Evangelist

I always had trouble with the concept of evangelism.  I liked the motto of “preach Christ everywhere and if necessary, use words” because it gave me an out. 

Part of the problem lay with my acute awareness of my own sinful nature.  I was so far from the perfection, power and joy preached as accessible only to Christians that I felt hypocritical sharing my faith to people who seemed so much happier and ethical than I.   

But, visions of eternal hell were laid before us.  Didn’t we love our non-believing neighbours?  Why wouldn’t we offer them the living water in the desert of life?  How selfish to keep it to ourselves!

This didn’t lead to active evangelism, however, but more guilt for not doing it.  One time while working at a donut shop, a particularly grumpy regular customer stopped me and asked me why I was so happy.  I felt that I should tell her about Jesus, but was afraid.  Instead I asked her if she had a boyfriend.  She looked at me puzzled and asked if I had one.  The answer was no.  She was more puzzled.  I’ve felt bad about this “missed opportunity” for years.

The truth was, Jesus didn’t make me happy.  Never did.  My favourite part of the bible was the minor prophets.  And you can bet I felt guilty about Jesus not being the reason for my joy.  It was probably good our church emphasized the Holy Spirit more than a personal relationship with Jesus, or it may have been worse.

Now I do want to tell other people.  It is a relief not to have to merge intelligent design theories with evolutionary theory.  It is a relief not to have to find some way of interpreting the bible that gives me equal value as my male partner.  It is such a joy not to believe myself a wretched worm or feel guilty for not experiencing freedom in Christ or any of those other promises of the gospel according to Paul and his interpreters.

My brother says that he won’t tell people why he finds Christianity not to be the truth because he believes they are happy in their belief.  I disagree.  I wasn’t happy, but I was trying hard and feeling unhappy for not succeeding.  I may have looked happy.  I may not have come to this conclusion as fast or at all if I hadn’t listened to what non-Christians had to say. 

What keeps me back is the distress I know some will experience at the thought of my ‘leaving the fold’. 

Now I finally do have that desire to evangelize out of sincerity!  But I hope I have more maturity to know when, who and how to discuss it.

4 thoughts on “Evangelist

  1. Quester says:

    So much of that first part sounds incredibly familiar.
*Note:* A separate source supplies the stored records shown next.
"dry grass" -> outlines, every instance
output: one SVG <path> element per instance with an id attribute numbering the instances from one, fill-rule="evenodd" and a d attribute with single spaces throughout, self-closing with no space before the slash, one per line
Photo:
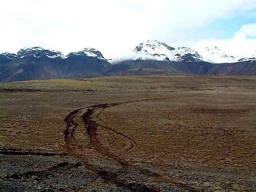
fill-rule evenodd
<path id="1" fill-rule="evenodd" d="M 256 170 L 255 77 L 142 76 L 0 84 L 0 146 L 63 153 L 65 116 L 81 107 L 146 98 L 105 109 L 94 119 L 104 147 L 131 163 L 228 171 Z M 76 150 L 94 150 L 80 117 Z M 237 170 L 238 170 L 238 171 Z"/>

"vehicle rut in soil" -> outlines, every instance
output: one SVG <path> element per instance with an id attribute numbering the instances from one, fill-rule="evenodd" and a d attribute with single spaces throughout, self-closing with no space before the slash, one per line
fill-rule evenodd
<path id="1" fill-rule="evenodd" d="M 80 156 L 80 155 L 77 155 L 75 152 L 75 150 L 73 147 L 73 144 L 72 142 L 72 140 L 75 140 L 74 133 L 75 131 L 75 129 L 78 126 L 77 123 L 74 120 L 74 119 L 78 114 L 82 112 L 83 109 L 87 108 L 87 110 L 85 111 L 84 114 L 82 116 L 82 117 L 84 122 L 84 127 L 87 129 L 90 141 L 92 144 L 94 149 L 98 153 L 104 156 L 107 156 L 111 159 L 113 159 L 115 161 L 121 165 L 123 167 L 122 170 L 120 171 L 118 174 L 113 174 L 112 173 L 108 173 L 107 172 L 102 170 L 99 170 L 97 168 L 92 167 L 92 165 L 88 164 L 87 162 L 85 162 L 85 166 L 87 165 L 87 167 L 88 168 L 89 168 L 93 171 L 95 172 L 97 175 L 101 177 L 101 178 L 104 179 L 106 183 L 111 183 L 114 184 L 118 186 L 121 186 L 130 189 L 132 191 L 144 191 L 145 190 L 146 190 L 146 191 L 152 192 L 159 191 L 159 190 L 155 189 L 154 188 L 149 187 L 148 186 L 144 186 L 143 184 L 140 184 L 139 183 L 127 183 L 125 182 L 125 181 L 118 179 L 118 177 L 120 177 L 120 175 L 126 174 L 129 170 L 129 169 L 130 169 L 137 170 L 143 174 L 153 177 L 162 182 L 166 182 L 167 183 L 171 184 L 180 188 L 189 190 L 190 191 L 197 191 L 195 189 L 187 184 L 181 183 L 168 179 L 167 180 L 166 179 L 163 179 L 162 175 L 160 174 L 153 173 L 144 169 L 134 166 L 127 160 L 121 158 L 116 154 L 111 152 L 108 149 L 103 147 L 102 145 L 101 145 L 101 141 L 99 139 L 98 137 L 98 135 L 96 132 L 97 128 L 99 127 L 103 127 L 107 130 L 107 131 L 108 130 L 108 131 L 112 131 L 113 132 L 115 132 L 117 134 L 122 136 L 127 140 L 129 140 L 131 144 L 130 146 L 127 150 L 127 152 L 131 150 L 134 146 L 136 146 L 136 144 L 135 141 L 123 134 L 120 133 L 108 126 L 103 126 L 97 123 L 95 121 L 92 119 L 92 115 L 95 112 L 96 110 L 100 109 L 101 111 L 96 116 L 96 117 L 98 118 L 104 110 L 104 109 L 108 107 L 122 104 L 160 99 L 163 99 L 154 98 L 153 99 L 146 99 L 140 100 L 127 101 L 124 102 L 98 104 L 87 107 L 80 108 L 74 110 L 71 112 L 69 115 L 67 116 L 65 119 L 65 121 L 66 122 L 67 126 L 64 131 L 64 138 L 66 144 L 66 148 L 68 152 L 69 152 L 71 155 L 74 155 L 79 158 L 79 157 L 81 157 Z M 110 134 L 110 136 L 111 137 Z M 84 157 L 83 157 L 83 158 L 82 158 L 82 159 L 84 160 Z M 167 181 L 167 180 L 168 180 L 168 181 Z"/>

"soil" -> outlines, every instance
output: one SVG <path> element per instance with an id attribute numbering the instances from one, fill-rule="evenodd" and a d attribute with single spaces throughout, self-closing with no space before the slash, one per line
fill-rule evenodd
<path id="1" fill-rule="evenodd" d="M 0 190 L 255 191 L 256 83 L 147 76 L 0 84 Z"/>

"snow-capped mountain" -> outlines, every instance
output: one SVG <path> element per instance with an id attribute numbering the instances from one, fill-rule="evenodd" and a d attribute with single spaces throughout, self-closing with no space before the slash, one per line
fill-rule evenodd
<path id="1" fill-rule="evenodd" d="M 17 54 L 22 58 L 28 56 L 39 58 L 46 56 L 52 58 L 59 57 L 63 58 L 64 57 L 64 55 L 59 51 L 44 49 L 39 47 L 21 49 Z"/>
<path id="2" fill-rule="evenodd" d="M 233 63 L 237 62 L 239 59 L 237 57 L 228 55 L 213 46 L 206 47 L 199 52 L 199 54 L 213 63 Z"/>
<path id="3" fill-rule="evenodd" d="M 8 60 L 15 60 L 18 57 L 17 54 L 5 52 L 0 54 L 0 57 Z"/>
<path id="4" fill-rule="evenodd" d="M 65 58 L 68 58 L 71 56 L 95 57 L 106 60 L 101 52 L 95 49 L 92 48 L 85 48 L 80 51 L 70 53 L 65 56 Z"/>
<path id="5" fill-rule="evenodd" d="M 157 41 L 148 41 L 140 43 L 134 50 L 124 55 L 112 60 L 111 62 L 116 64 L 125 61 L 136 60 L 209 62 L 207 58 L 189 48 L 175 48 Z"/>
<path id="6" fill-rule="evenodd" d="M 206 47 L 204 50 L 199 52 L 201 55 L 210 61 L 211 62 L 215 64 L 231 63 L 256 60 L 255 56 L 248 57 L 241 56 L 228 55 L 214 46 Z"/>

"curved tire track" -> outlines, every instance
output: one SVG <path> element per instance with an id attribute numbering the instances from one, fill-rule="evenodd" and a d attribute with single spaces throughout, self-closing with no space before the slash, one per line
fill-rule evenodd
<path id="1" fill-rule="evenodd" d="M 122 104 L 134 103 L 135 102 L 140 102 L 146 101 L 148 100 L 155 100 L 160 99 L 161 99 L 153 98 L 141 99 L 140 100 L 135 100 L 131 101 L 127 101 L 125 102 L 114 103 L 104 103 L 103 104 L 98 104 L 97 105 L 90 106 L 88 107 L 82 107 L 75 109 L 71 112 L 65 118 L 64 121 L 66 122 L 67 125 L 66 129 L 64 131 L 64 139 L 66 143 L 66 147 L 67 150 L 71 155 L 74 155 L 79 158 L 80 155 L 78 155 L 73 146 L 72 140 L 74 140 L 74 134 L 75 129 L 78 126 L 77 123 L 74 120 L 74 119 L 80 113 L 83 109 L 87 108 L 87 110 L 84 112 L 84 114 L 82 116 L 82 118 L 84 122 L 85 127 L 87 128 L 88 135 L 90 137 L 90 139 L 93 144 L 95 150 L 99 153 L 108 156 L 111 158 L 113 159 L 117 162 L 122 165 L 124 167 L 123 170 L 120 173 L 120 175 L 125 174 L 128 170 L 128 169 L 131 169 L 137 170 L 140 172 L 142 174 L 147 175 L 150 177 L 153 177 L 159 180 L 162 182 L 166 182 L 167 183 L 171 184 L 174 185 L 176 187 L 181 189 L 189 190 L 190 191 L 196 192 L 197 191 L 187 184 L 181 183 L 176 181 L 173 181 L 170 179 L 163 179 L 162 176 L 160 174 L 153 173 L 148 170 L 144 169 L 142 168 L 135 167 L 133 165 L 127 161 L 121 159 L 116 154 L 111 153 L 107 149 L 104 147 L 101 144 L 100 140 L 97 136 L 98 135 L 96 133 L 96 131 L 98 127 L 100 126 L 97 123 L 96 121 L 92 120 L 92 115 L 95 112 L 95 110 L 99 109 L 103 109 L 98 114 L 97 117 L 98 117 L 101 113 L 103 111 L 104 109 L 119 105 Z M 111 128 L 105 126 L 105 128 L 108 129 L 113 132 L 116 133 L 116 134 L 121 136 L 124 138 L 127 139 L 131 142 L 131 146 L 127 150 L 127 151 L 130 151 L 134 146 L 136 146 L 136 143 L 135 141 L 129 137 L 126 136 L 123 134 L 120 133 L 115 131 Z M 84 158 L 83 158 L 84 159 Z M 148 191 L 159 191 L 159 190 L 155 189 L 152 188 L 148 188 L 148 186 L 141 185 L 139 188 L 138 188 L 138 185 L 135 183 L 132 184 L 130 186 L 129 184 L 126 183 L 125 181 L 121 181 L 118 179 L 118 175 L 110 175 L 108 173 L 106 172 L 103 172 L 102 174 L 102 170 L 99 170 L 97 168 L 92 167 L 91 165 L 87 164 L 87 167 L 90 168 L 93 171 L 95 171 L 98 174 L 98 175 L 101 176 L 102 178 L 109 183 L 113 183 L 118 186 L 122 186 L 126 187 L 127 188 L 132 189 L 132 191 L 135 190 L 136 191 L 144 191 L 144 190 L 146 190 Z M 139 186 L 140 185 L 139 184 Z M 141 191 L 142 190 L 142 191 Z"/>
I hated the thought of being a role model for Christianity, with me so weak and sinful, but also hated the thought of letting people go to Hell that God wanted to act through me to save, if only I’d let Him. I felt incredibly guilty, which led to some embarrassing decisions and ridiculous attempts to evangelize.

    What keeps me from speaking out, today, is the experience of having others think I was attacking them by expressing doubts regarding matters they hold dear. This accusation caught me completely by surprise, and I still don’t know what best to do about it.

  2. prairienymph says:

    Do you ever remember a time when a different view point left you feeling attacked?

    I’ve often reacted when the issue was something I felt insecure about, or if the other person was purporting a belief that was threatening to my sense of personhood. (Like that Al Mohler article)

  3. Quester says:

    I don’t, but that doesn’t mean it hasn’t happened.

  4. Lorena says:

    What an awesome post! It definitely challenges my way of thinking. Yes, I am one of those who wants to leave them to “happily” enjoy their Christian lives.

    But you’re right. I wasn’t happy. I was utterly miserable. Why would I think that they’re happy?

    However, it doesn’t matter what we say, they will always be defensive, like we were.

    To be honest, I would like to help those tortured souls, but I just haven’t figured out a way to do it right.